Scheduling problems are generally considered to be NP-hard [10]. As there is no algorithm that can solve all scheduling problems efficiently, there exist many different heuristics. These can be classified into static and dynamic algorithms. The main difference is that static algorithms make all decisions before a single task is executed, whereas dynamic algorithms schedule tasks at runtime. Hence, static algorithms have to know all relevant task information beforehand, while dynamic ones do not need full information and are able to adapt their behavior.

2.2 Optimality Criterion

The standard optimization criterion is the makespan, which is the time an application or a set of tasks spends in a system from start to finish. If several applications are scheduled simultaneously, only considering the makespan can lead to stalling one application in favor of the others.

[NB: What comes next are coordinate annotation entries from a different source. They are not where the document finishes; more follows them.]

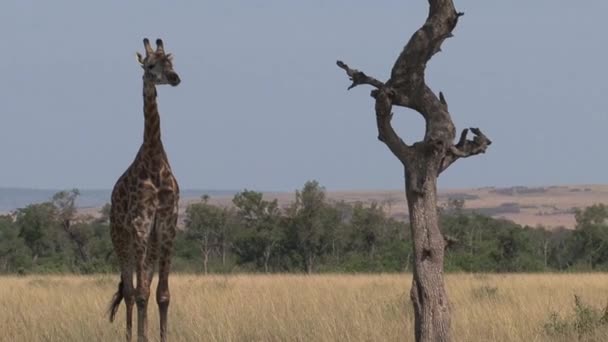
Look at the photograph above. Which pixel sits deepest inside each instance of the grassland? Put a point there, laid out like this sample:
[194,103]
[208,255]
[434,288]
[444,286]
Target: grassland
[297,308]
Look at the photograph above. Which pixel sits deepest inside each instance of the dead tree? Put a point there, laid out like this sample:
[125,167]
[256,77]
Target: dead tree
[423,161]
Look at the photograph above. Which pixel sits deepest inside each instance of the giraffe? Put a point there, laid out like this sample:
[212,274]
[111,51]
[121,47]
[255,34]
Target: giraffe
[143,214]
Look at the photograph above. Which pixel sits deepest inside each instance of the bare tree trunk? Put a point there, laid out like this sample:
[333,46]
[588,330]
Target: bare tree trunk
[223,254]
[309,264]
[423,161]
[267,254]
[431,306]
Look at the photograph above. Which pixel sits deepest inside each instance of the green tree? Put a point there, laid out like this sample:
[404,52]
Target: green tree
[205,224]
[262,231]
[15,256]
[310,222]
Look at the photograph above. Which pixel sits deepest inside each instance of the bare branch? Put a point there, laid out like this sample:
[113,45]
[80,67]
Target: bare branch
[442,99]
[386,133]
[466,148]
[359,77]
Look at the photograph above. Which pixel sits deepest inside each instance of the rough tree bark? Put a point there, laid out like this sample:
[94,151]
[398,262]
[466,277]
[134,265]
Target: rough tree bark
[423,161]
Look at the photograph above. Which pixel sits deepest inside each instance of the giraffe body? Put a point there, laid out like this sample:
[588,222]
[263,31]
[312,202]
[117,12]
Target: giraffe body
[143,216]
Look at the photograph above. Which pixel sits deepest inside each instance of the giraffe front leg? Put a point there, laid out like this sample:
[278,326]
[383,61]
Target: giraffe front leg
[166,229]
[129,296]
[142,227]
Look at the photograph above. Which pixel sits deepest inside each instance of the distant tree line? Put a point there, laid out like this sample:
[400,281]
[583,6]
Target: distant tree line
[313,234]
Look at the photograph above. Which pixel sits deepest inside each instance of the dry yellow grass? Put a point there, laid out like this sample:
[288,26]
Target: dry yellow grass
[294,307]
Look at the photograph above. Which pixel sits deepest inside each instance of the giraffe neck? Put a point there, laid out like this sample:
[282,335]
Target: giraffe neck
[151,117]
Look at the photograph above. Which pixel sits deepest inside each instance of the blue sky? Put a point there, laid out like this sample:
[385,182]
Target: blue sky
[263,106]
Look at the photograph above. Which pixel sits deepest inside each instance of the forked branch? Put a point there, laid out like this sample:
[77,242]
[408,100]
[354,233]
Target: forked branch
[466,148]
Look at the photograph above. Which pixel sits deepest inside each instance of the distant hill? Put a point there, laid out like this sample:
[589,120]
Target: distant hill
[14,198]
[550,206]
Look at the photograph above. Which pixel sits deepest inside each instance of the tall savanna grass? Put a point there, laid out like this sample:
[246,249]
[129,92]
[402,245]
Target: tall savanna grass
[513,307]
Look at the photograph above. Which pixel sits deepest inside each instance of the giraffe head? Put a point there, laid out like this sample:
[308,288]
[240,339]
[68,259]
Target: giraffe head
[158,66]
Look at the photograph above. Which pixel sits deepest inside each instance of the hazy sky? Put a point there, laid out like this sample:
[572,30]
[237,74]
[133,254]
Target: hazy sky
[263,106]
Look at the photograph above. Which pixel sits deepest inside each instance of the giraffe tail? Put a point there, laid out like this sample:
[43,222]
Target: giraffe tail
[115,302]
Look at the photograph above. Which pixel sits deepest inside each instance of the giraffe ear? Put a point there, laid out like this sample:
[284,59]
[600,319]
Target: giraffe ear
[140,59]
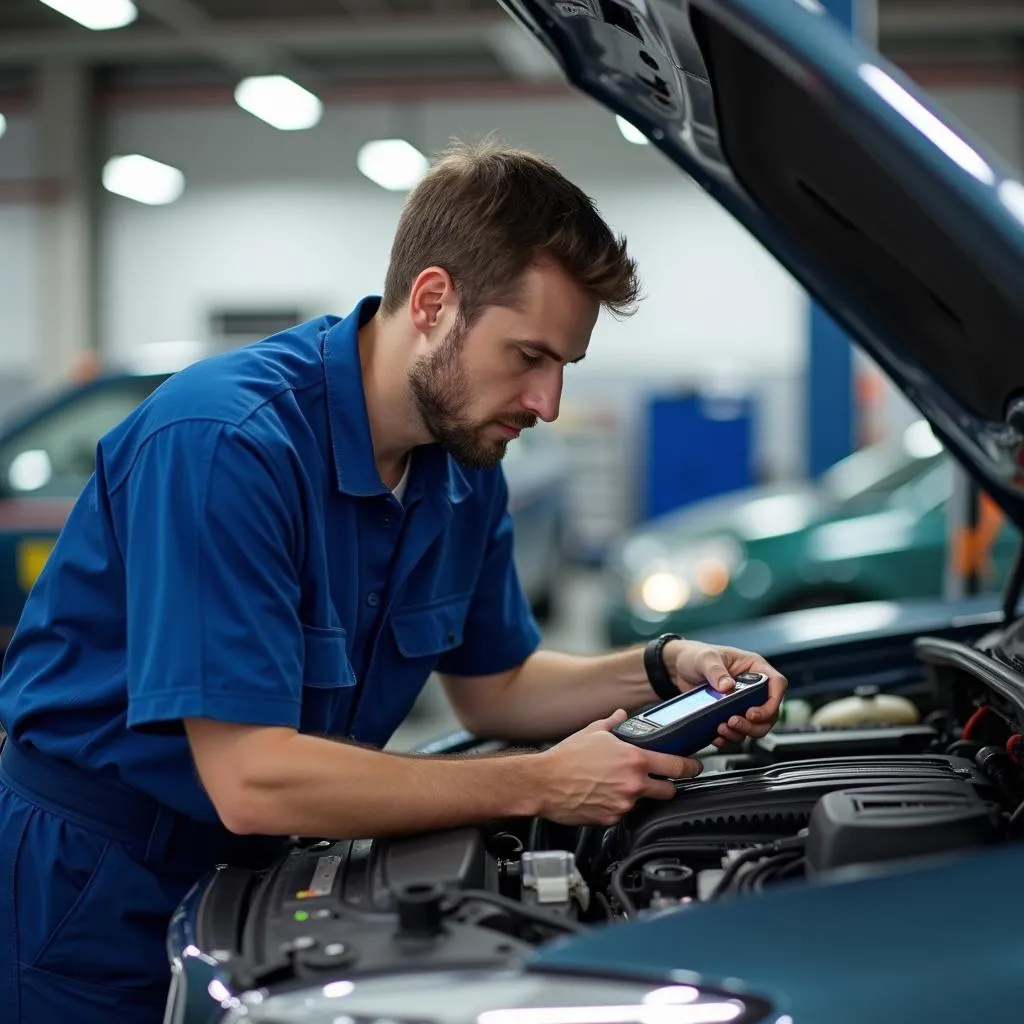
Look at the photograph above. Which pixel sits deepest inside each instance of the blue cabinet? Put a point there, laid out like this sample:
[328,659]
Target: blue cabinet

Therefore, it is sensible to also evaluate the algorithms regarding fairness.

A criterion that better reflects scheduling decisions for single tasks is the flow time \(F_i\), which is defined as \(F_i = C_i - r_i\), where \(C_i\) is the completion time and \(r_i\) the release time of a task \(t_i\). Generally speaking, \(F_i\) is the time \(t_i\) spends within the system. So, the flow time is able to reflect how long a task is in the system before being executed and combines this with its execution time. As the two objectives efficiency and fairness are fundamentally at odds, Bansal et al. [2] suggest minimizing the \(l_p\)-norm of the flow time \(\left\| F \right\| _{l_p}\) for small values of p. \(\left\| F \right\| _{l_p}\) is defined as follows:

$$\begin{aligned} \left\| F \right\| _{l_p} = \left( \sum _{i} F_i^p \right) ^{\frac{1}{p}}, \end{aligned}$$
(1)

where p is a value chosen by the user.

3 Dynamic Scheduling Algorithms

This section presents the algorithms and the extensions to EMB\(^2\). We selected these algorithms on the basis of their runtime overhead, scheduling decisions have to be made as fast as possible in dynamic systems, their implementation complexity, and their ability to work with limited knowledge about the set of tasks to be executed. These heuristics can be classified into immediate and batch mode. Immediate mode considers tasks in a fixed order, only moving on to the next task after making a scheduling decision. In contrast, batch mode considers tasks out-of-order and so delays task scheduling decisions as long as possible, thereby increasing the pool of potential tasks to choose from.

3.1 Immediate Mode Heuristics

Opportunistic Load Balancing (OLB). [8] estimates the completion time of the irrevocably scheduled tasks as a measure of load on a processing unit \(p_j\). OLB then assigns a task \(t_i\) to the processing unit \(p_j\) that has the earliest completion time for its already assigned tasks.

Minimum Execution Time (MET). [7] maps a task \(t_i\) to the processing unit \(p_j\) that minimizes its execution time. The heuristic considers a task in isolation, not taking the actual load of the processing units in account when making a scheduling decision. Thus, this heuristic can easily lead to load imbalances if for all or most of the tasks a processing unit dominates.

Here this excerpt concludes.